On March 1 of this year, the USGA and The R&A released a set of proposed changes to the Rules of Golf designed to make them easier to understand and apply and to bring them up to date to meet the needs of today’s global game. If there is one single proposed change that will most affect you when you play (as well as provide the largest optical change), it would likely be the new relief procedure. As part of the proposed changes to how you take relief, not only would the physical requirements for how you drop a ball be altered, but the area into which your ball must be dropped into and played from would be adjusted as well. Let’s take a deeper look into these proposed changes and the reasons behind them.
Most golfers today are very familiar with the current arm’s-length, shoulder-height dropping method. There is no dispute that this is a simple and easy-to-follow process. However, there are numerous other complexities that are part of the current relief procedure that the proposed procedure seeks to simplify. Today, the Rules require that your ball land on either a specific spot or line, in a one club-length dropping area, or in a two club-length dropping area. However, your ball does not need to stay within that defined area and, as you know, it often rolls outside of it (in large part because the Rules require that you drop from shoulder height). To account for this, there is a provision in Rule 20-2c that says your ball can roll up to two club-lengths from where it first struck the course. And this is just one of the seven different re-drop provisions (detailed further in Rule 20-2c) that would require your ball to be re-dropped. If your ball is correctly dropped twice without successfully getting it to come to rest in the right location, you must then place the ball where it struck the course the second time.

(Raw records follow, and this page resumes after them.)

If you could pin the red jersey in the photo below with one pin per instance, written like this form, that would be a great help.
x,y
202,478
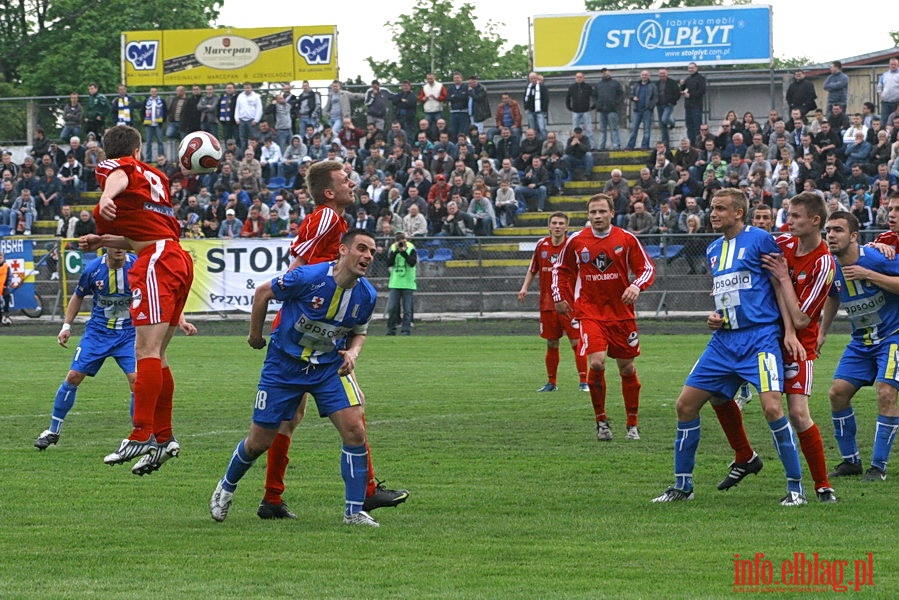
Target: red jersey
x,y
890,238
812,276
545,256
144,209
319,236
592,273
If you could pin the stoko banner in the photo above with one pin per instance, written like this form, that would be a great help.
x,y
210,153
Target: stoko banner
x,y
653,38
201,56
226,272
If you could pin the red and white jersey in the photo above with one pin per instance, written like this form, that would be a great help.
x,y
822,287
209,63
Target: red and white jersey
x,y
812,276
592,273
545,256
319,236
890,238
144,209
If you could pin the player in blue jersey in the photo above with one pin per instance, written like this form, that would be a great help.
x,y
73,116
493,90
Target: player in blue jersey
x,y
866,286
314,347
745,345
108,334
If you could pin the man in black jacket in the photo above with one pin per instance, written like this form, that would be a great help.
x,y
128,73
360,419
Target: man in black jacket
x,y
579,101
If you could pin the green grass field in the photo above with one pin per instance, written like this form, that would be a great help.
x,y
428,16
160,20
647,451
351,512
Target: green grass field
x,y
512,496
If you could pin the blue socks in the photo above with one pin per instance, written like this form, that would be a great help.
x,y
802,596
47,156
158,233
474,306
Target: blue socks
x,y
785,444
686,442
62,404
844,430
237,468
354,470
883,441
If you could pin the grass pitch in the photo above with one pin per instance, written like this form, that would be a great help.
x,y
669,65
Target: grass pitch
x,y
512,496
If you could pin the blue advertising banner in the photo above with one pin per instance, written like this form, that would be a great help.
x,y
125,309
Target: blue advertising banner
x,y
653,38
19,255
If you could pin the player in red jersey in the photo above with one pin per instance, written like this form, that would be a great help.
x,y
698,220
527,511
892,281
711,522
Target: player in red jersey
x,y
135,213
805,273
591,281
317,241
552,324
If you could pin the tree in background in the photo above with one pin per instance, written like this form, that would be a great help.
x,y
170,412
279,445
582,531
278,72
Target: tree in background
x,y
437,38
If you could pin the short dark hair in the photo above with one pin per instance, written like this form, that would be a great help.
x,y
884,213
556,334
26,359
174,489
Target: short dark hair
x,y
121,141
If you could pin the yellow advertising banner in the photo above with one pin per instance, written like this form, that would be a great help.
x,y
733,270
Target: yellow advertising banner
x,y
218,56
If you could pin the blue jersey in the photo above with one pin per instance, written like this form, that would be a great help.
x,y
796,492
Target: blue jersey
x,y
317,315
874,312
111,293
743,293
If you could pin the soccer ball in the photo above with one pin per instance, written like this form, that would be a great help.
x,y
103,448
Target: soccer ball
x,y
199,152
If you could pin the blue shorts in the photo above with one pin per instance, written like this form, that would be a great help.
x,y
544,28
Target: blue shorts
x,y
99,344
732,357
863,365
285,379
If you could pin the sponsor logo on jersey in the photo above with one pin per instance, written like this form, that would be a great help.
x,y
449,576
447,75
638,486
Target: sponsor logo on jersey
x,y
602,261
732,282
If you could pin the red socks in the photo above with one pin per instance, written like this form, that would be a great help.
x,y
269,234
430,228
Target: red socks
x,y
731,420
147,388
275,468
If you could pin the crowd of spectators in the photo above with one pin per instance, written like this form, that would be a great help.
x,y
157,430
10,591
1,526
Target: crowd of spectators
x,y
465,169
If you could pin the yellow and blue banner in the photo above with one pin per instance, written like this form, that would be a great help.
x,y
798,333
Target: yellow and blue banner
x,y
653,38
219,56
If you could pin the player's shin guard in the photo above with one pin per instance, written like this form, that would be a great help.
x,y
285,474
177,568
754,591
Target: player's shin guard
x,y
237,468
275,468
146,393
844,430
813,449
354,469
581,364
62,404
883,441
785,444
731,420
597,382
552,364
162,417
686,442
630,390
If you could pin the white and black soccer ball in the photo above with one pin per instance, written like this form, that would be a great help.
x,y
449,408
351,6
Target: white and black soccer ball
x,y
200,152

Under the proposed new Rules, your ball could be dropped in any manner and from any height with the only requirement being that the ball is let go from above the ground, without it touching any natural or artificial object, so that it falls through the air before coming to rest. This means that you could drop your ball in the fairway from just above the grass, from shoulder-height, or from any other height. If you are taking a drop in longer grass, you will be required to drop from higher off the ground to avoid touching the grass when you let go of your ball.